Oct 2, 2018
Gies professor receives NSF grant to study technology on Wall Street
A grant from the National Science Foundation will put a Gies College of Business professor at the forefront of the public policy debate when it comes to technology and Wall Street.
Mao Ye, associate professor of finance at Gies College of Business, has been awarded a $422,288 grant over four years from the National Science Foundation to further research that could lay the groundwork for important public policy changes on Wall Street. Fellow Gies Business professors Alex Chinco and Adam Clark-Joseph are co-Principal Investigators on the project. The National Center for Supercomputing Applications on the University of Illinois campus will receive another $400,000 to help store and analyze relevant data. John Towns, Executive Director of Science and Technology at NCSA, will serve as the Principal Investigator for the Extreme Science and Engineering Discovery Environment (XSEDE) portion of the project.
“I am thrilled to receive this award from the NSF so I can continue my research on this important subject,” said Ye, who has taught at Illinois since 2010. “This NSF grant will go a long way toward fully understanding the effect this emerging technology has on Wall Street.”
Professor Ye’s project, “BIGDATA: IA: Collaborative Research: Understanding the Financial Market Ecosystem,” seeks to break new ground in exploring the technological influence on the stock market. It will specifically focus on high-frequency traders (HFTs), which are computer algorithms that buy and sell stocks in nanoseconds, and the impact they have on the stock market. According to Ye, all research to this point has focused on the dichotomy between HFTs and human traders.

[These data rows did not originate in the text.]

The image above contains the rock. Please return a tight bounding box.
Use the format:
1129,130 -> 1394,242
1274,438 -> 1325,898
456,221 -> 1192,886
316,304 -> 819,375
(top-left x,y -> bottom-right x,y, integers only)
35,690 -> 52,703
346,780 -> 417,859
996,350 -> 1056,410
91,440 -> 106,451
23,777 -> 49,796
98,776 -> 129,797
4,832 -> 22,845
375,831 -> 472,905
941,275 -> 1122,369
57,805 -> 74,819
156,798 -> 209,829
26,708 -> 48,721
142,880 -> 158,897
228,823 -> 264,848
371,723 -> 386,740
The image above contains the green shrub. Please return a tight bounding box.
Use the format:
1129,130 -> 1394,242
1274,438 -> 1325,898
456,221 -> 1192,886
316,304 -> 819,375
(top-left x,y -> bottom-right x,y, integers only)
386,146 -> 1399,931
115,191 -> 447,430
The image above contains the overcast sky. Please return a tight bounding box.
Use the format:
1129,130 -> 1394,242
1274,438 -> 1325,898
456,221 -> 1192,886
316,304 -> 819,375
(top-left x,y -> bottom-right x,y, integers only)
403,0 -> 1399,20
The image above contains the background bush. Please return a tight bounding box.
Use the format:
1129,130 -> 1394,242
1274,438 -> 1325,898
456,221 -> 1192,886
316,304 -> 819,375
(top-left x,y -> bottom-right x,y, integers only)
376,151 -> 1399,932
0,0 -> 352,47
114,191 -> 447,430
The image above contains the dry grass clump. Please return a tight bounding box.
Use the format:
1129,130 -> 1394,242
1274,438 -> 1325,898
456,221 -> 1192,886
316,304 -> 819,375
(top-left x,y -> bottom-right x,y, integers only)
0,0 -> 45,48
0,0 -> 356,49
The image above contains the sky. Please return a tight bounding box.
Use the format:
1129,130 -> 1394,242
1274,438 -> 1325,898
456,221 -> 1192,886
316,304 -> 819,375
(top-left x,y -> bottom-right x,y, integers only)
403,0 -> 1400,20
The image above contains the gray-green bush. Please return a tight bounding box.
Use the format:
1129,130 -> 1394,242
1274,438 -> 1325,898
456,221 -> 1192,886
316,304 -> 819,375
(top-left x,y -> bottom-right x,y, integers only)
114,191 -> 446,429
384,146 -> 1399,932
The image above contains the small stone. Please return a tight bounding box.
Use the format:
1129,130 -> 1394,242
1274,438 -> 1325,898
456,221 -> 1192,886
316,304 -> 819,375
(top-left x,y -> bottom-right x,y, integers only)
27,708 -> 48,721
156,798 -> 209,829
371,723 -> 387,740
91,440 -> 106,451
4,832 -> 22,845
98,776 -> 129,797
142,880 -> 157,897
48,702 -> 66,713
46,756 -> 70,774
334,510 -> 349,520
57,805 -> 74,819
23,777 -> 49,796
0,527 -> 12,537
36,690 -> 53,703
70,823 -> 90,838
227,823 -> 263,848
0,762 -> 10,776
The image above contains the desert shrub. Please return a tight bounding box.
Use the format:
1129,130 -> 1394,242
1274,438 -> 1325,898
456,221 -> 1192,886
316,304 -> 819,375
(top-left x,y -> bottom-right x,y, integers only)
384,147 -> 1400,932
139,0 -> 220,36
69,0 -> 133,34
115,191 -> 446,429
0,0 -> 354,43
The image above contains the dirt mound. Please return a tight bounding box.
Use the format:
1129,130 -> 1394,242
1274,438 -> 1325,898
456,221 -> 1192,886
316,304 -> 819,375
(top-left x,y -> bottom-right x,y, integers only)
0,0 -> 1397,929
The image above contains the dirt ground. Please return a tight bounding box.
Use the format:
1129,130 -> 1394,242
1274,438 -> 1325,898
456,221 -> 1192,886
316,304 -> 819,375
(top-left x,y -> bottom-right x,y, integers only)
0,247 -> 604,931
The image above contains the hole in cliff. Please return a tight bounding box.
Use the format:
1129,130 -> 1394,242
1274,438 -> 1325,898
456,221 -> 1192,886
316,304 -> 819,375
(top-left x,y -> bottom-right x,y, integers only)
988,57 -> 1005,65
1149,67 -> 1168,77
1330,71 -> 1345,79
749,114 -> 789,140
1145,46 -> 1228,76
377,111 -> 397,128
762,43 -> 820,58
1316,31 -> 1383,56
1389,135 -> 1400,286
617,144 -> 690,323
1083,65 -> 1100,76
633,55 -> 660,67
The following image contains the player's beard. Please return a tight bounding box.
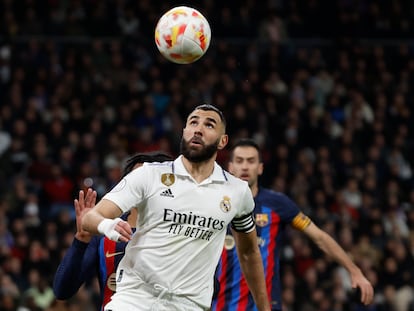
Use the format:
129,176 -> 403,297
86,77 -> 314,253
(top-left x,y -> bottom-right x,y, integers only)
180,137 -> 219,163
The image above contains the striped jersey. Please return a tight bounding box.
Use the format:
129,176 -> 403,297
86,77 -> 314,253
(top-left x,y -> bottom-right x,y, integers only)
99,237 -> 129,308
53,221 -> 133,310
212,188 -> 307,311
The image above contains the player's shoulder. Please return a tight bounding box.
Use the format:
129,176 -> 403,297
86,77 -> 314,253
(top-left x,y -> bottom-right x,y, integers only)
143,160 -> 174,168
142,160 -> 174,172
257,188 -> 296,206
141,161 -> 175,185
125,161 -> 173,181
256,188 -> 301,221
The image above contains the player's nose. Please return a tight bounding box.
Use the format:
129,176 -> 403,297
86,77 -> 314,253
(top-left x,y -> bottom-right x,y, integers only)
241,162 -> 249,169
193,129 -> 202,136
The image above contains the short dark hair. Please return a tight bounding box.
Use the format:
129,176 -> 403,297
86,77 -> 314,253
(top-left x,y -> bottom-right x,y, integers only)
230,138 -> 262,162
193,104 -> 226,128
122,151 -> 173,177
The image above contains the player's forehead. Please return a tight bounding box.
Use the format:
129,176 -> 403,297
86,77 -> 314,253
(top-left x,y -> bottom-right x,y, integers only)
187,109 -> 222,124
233,146 -> 260,159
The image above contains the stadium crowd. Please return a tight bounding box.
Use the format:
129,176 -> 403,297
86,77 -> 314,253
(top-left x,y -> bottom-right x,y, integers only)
0,0 -> 413,310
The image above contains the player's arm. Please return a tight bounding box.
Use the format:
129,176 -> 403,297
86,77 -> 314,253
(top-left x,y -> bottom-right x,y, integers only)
53,237 -> 99,299
232,226 -> 271,311
82,199 -> 133,242
53,189 -> 99,299
292,213 -> 374,305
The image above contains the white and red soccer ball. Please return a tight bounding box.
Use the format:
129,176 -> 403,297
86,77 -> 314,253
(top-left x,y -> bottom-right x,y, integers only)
154,6 -> 211,64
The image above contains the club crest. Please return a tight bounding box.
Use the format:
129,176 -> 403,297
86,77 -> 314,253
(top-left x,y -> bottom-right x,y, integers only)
224,234 -> 235,250
220,196 -> 231,212
107,272 -> 117,291
255,213 -> 269,227
161,173 -> 175,186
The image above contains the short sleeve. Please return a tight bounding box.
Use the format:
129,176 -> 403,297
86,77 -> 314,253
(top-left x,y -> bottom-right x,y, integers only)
231,183 -> 255,233
103,165 -> 150,213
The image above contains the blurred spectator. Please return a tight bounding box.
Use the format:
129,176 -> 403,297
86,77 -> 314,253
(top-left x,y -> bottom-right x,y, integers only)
383,194 -> 410,239
43,165 -> 75,220
0,273 -> 21,309
118,6 -> 140,37
379,240 -> 414,311
27,134 -> 54,189
0,218 -> 13,256
23,193 -> 41,231
341,178 -> 363,210
23,269 -> 54,310
0,121 -> 11,156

As Ye points out though, that research is not complete enough. Simply lumping all HFTs into one basket is not a thorough representation of the market landscape; HFTs now trade at all different speeds and with varying frequency and complexity.
His research will help experts and policy-makers understand the full spectrum of cyber-trading. He will also organize a series of National Bureau of Economic Research workshops and conferences to support similar work in the research community. NSF grants are awarded based on two factors: intellectual merit and broader impact on society. Ye’s BIGDATA project aims to bridge the gap between research on HFTs and institutional investors who rely on quarterly holdings data. It’s the potential broader impact, though, that could have the most lasting effect. These high-frequency traders have been blamed for flash crashes that have happened in the stock market over the last decade, and there is growing debate as to whether more regulation on HFTs would prevent future crashes. Ye’s research will lay the groundwork for future public policy as it relates to cyber-traders in an era of big data.
“Federal regulators are already beginning to make adjustments, but more work needs to be done,” said Ye. “I’m confident my research will provide important guidelines and recommendations for regulators as they try to stay one step ahead of technological advances.”
Ye’s expertise on this topic is already gaining national attention. He gave the keynote speech “Big Data in Finance” at the National Bureau of Economic Research Summer Institute, which is currently featured on the NBER website. He was also chosen to be part of the SEC-NYU Dialogue on Securities Market Regulation on September 21. There he participated in a panel moderated by SEC Commissioner Elad Roisman on the topic of market-making, automation, and the potential for disruptive trading.
“Professor Mao Ye is one of many Gies Business faculty members who are leading the world in applying data science to important business questions,” said Jeffrey R. Brown, Josef and Margot Lakonishok Professor of Business and Dean of Gies College of Business. “This prestigious NSF grant highlights that Professor Ye is globally recognized for his research on this important issue and sharing his findings with federal policymakers.”